I’ll jump in on that. There is a fee to use it. It doesn’t have to, we talked about this a little bit earlier. It really is all about how do you use the data to bid and then how do you use the data to select channels? So in some cases, we’re actually delivering very, if you’re a lower funnel advertiser, we’re delivering very low cost per click and cost per call and cost per quote. So in the upper funnel, we’re hitting metrics that people are wanting to see, but it has an expense to it. But that expenses a can be made up in better channel selection, better bidding, and actually at the end of the day, it’s all about the LTV from our perspective. Even if it cost you a little more to get someone who is 3.3 times more profitable and you paid 10% more to get them, that’s a pretty good deal. Most of us, if they had to pay 10 cents to get $3.30, we would spend the 10 cents. Right?
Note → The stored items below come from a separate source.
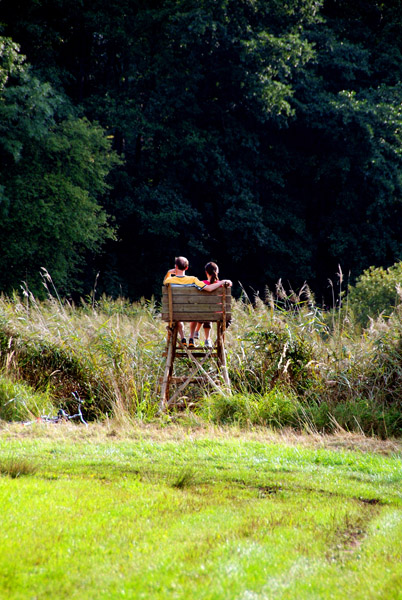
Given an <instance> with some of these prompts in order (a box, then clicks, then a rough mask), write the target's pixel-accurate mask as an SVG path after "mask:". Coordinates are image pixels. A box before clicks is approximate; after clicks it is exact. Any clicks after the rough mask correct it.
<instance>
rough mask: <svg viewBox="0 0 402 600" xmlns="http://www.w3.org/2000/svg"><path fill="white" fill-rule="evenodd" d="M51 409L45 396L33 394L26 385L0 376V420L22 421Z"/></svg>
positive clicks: (47, 398)
mask: <svg viewBox="0 0 402 600" xmlns="http://www.w3.org/2000/svg"><path fill="white" fill-rule="evenodd" d="M51 408H52V406H51V403H50V401H49V398H48V397H47V395H46V394H41V393H38V392H35V390H34V389H33V388H31V387H30V386H29V385H27V384H26V383H17V382H13V381H11V380H10V379H7V378H6V377H4V376H0V419H3V420H4V421H23V420H25V419H28V418H30V417H31V416H32V415H34V416H39V415H40V414H41V413H43V412H48V410H50V409H51Z"/></svg>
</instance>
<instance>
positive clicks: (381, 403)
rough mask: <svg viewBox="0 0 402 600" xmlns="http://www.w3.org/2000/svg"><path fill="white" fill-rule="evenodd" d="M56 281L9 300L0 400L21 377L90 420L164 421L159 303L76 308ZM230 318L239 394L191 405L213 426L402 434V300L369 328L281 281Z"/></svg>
mask: <svg viewBox="0 0 402 600" xmlns="http://www.w3.org/2000/svg"><path fill="white" fill-rule="evenodd" d="M47 281H48V283H49V287H48V292H49V298H48V300H47V301H45V302H40V303H39V302H37V301H36V299H35V298H34V297H33V296H32V294H30V292H29V291H28V290H24V294H23V295H22V296H19V295H14V296H13V297H12V298H8V297H4V296H3V297H0V367H1V374H0V384H1V381H3V385H2V386H1V385H0V389H3V396H1V394H0V406H4V404H5V403H6V402H8V401H9V398H8V399H7V394H9V395H10V394H12V393H13V392H12V391H11V392H7V390H8V389H11V390H12V389H15V388H12V386H11V387H10V385H9V384H10V382H11V383H12V384H13V385H14V386H15V385H17V384H21V383H23V384H24V385H25V386H28V387H29V388H30V389H31V390H32V392H33V393H34V394H40V395H41V398H42V399H43V398H45V399H46V401H48V400H49V399H51V401H52V402H53V404H54V406H55V407H57V408H58V407H60V406H63V407H65V408H67V409H72V410H75V407H73V406H71V403H72V402H73V398H72V392H77V393H78V394H79V395H80V397H81V398H82V399H83V400H84V402H85V405H84V406H85V413H86V417H87V418H102V417H104V416H106V415H109V416H110V415H112V416H114V417H119V418H121V419H123V418H127V417H130V418H131V417H134V418H137V419H148V420H149V419H153V418H155V417H156V415H157V408H158V389H159V388H158V386H159V380H160V377H161V375H162V373H163V368H164V361H165V358H164V356H163V351H164V347H165V333H166V329H165V327H166V324H165V323H163V322H162V320H161V318H160V313H159V305H158V303H157V302H155V301H154V300H151V301H146V300H144V299H143V300H141V301H140V302H136V303H131V302H129V301H127V300H125V299H117V300H112V299H110V298H107V297H103V298H100V299H98V300H96V301H95V299H94V298H93V297H91V298H88V299H87V300H86V301H82V302H81V304H80V305H79V306H76V305H74V304H72V303H70V302H67V301H64V300H62V299H60V298H59V297H58V296H57V294H56V293H55V291H54V290H53V289H52V288H51V279H50V278H49V279H48V280H47ZM232 313H233V321H232V324H231V326H230V327H229V329H228V330H227V334H226V345H227V358H228V368H229V374H230V378H231V382H232V391H233V394H232V396H231V397H224V396H222V395H218V396H216V395H214V394H212V392H211V391H208V390H200V389H198V388H194V389H192V390H191V389H190V391H189V392H188V396H187V397H186V398H184V402H183V403H182V406H191V407H192V408H191V410H192V412H193V413H195V414H197V415H198V416H199V418H203V419H209V420H211V421H214V422H237V423H239V424H241V425H253V424H256V425H257V424H258V425H269V426H273V427H280V426H293V427H296V428H307V429H309V430H311V431H331V430H334V429H338V430H339V429H342V428H343V429H346V430H349V431H358V432H364V433H366V434H367V433H374V434H376V435H380V436H381V437H387V436H395V435H400V434H401V433H402V417H401V413H402V410H401V409H402V378H401V370H402V307H401V306H397V307H396V308H395V310H394V312H393V313H392V315H391V316H390V317H387V318H382V317H378V318H377V319H376V320H372V321H371V323H370V326H369V327H368V328H366V329H364V330H361V328H360V325H358V324H357V323H356V322H355V321H354V319H353V314H352V312H351V311H350V310H349V308H348V305H347V303H344V305H343V306H339V305H336V303H335V305H334V307H333V308H332V309H331V310H326V311H324V310H322V309H321V308H320V307H319V306H318V305H317V304H316V302H315V299H314V295H313V293H312V292H311V290H310V289H309V288H308V286H307V285H305V286H303V288H302V289H301V290H300V291H299V292H298V293H296V292H294V291H293V290H288V291H287V290H285V289H284V287H283V285H282V284H281V282H279V283H278V285H277V288H276V290H275V291H274V292H271V291H270V290H267V292H266V297H265V298H264V299H261V298H259V297H257V298H251V299H250V298H248V297H247V295H246V294H244V295H243V297H242V298H240V299H239V300H236V301H234V302H233V310H232ZM182 369H183V370H185V366H183V365H182ZM211 372H212V370H211ZM4 382H7V385H6V384H5V383H4ZM4 390H6V391H4ZM2 398H3V399H2ZM31 406H33V407H34V408H30V411H31V413H32V412H35V410H37V411H39V410H40V406H41V403H40V402H37V407H36V409H35V402H32V403H31ZM15 415H16V416H15V418H21V411H17V412H16V413H15ZM0 418H13V416H12V415H11V416H10V414H6V413H5V412H3V414H2V413H1V412H0Z"/></svg>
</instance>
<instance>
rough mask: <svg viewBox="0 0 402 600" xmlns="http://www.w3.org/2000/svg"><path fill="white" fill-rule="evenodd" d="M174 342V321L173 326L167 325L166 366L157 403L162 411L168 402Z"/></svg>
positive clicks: (174, 341) (175, 345)
mask: <svg viewBox="0 0 402 600" xmlns="http://www.w3.org/2000/svg"><path fill="white" fill-rule="evenodd" d="M176 342H177V323H174V325H173V327H168V335H167V357H166V366H165V372H164V375H163V380H162V386H161V398H160V403H159V410H160V411H162V412H163V411H165V410H166V407H167V406H168V403H169V387H170V380H171V378H172V374H173V363H174V359H175V355H176Z"/></svg>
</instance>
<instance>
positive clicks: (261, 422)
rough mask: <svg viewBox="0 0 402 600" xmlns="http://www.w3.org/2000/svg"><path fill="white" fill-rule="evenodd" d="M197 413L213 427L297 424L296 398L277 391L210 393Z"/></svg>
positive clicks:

And that’s what we’re talking about. 

Jen Gold: 

That makes a lot of sense. Okay. Looking through the questions here. So Louisa, you mentioned a figure of 3.3 x profitability. The best drivers are on average 3.3 times more profitable than average drivers. Question here is how do you guys know that? How do you calculate that number? 

Louisa Harbage-Edell: 

Yeah, so we’re very lucky. We have a lot of very smart data scientists and actuaries at our company, and they actually model this out for us. So they look at, as I said, we not only have driving data, we also have risk data attached to that. So we can look not just at how many miles people drove, but also frequency and things like that. So we look at the actual risk of the drivers on the road and compare that to the average population for those segments. 

Jen Gold: 

Got it. Great. We all have access to the q and a. Does anyone else on the panel see any questions that I missed that any of you might want to answer? I think I’ve gotten them all. We’ve got, again, a couple more people chiming in wanting that William Blair study, which is fantastic. Anything else? Well, I think we’re good. As I mentioned, we’ll be following up with some key takeaways and some more information. Link to the recording. Please. Like I said, share this around with your colleagues internally and any agencies or DSPs that might be interested. I think they’d be very intrigued by some of the information and the data. We really appreciate it. Thank you guys so much for joining us. This has been a lot of fun. Thank you all panelists, Lisa, Louisa and Fred, this has been a great discussion and I look forward to continuing in future webinars. So thanks everyone. Have a great rest of your day.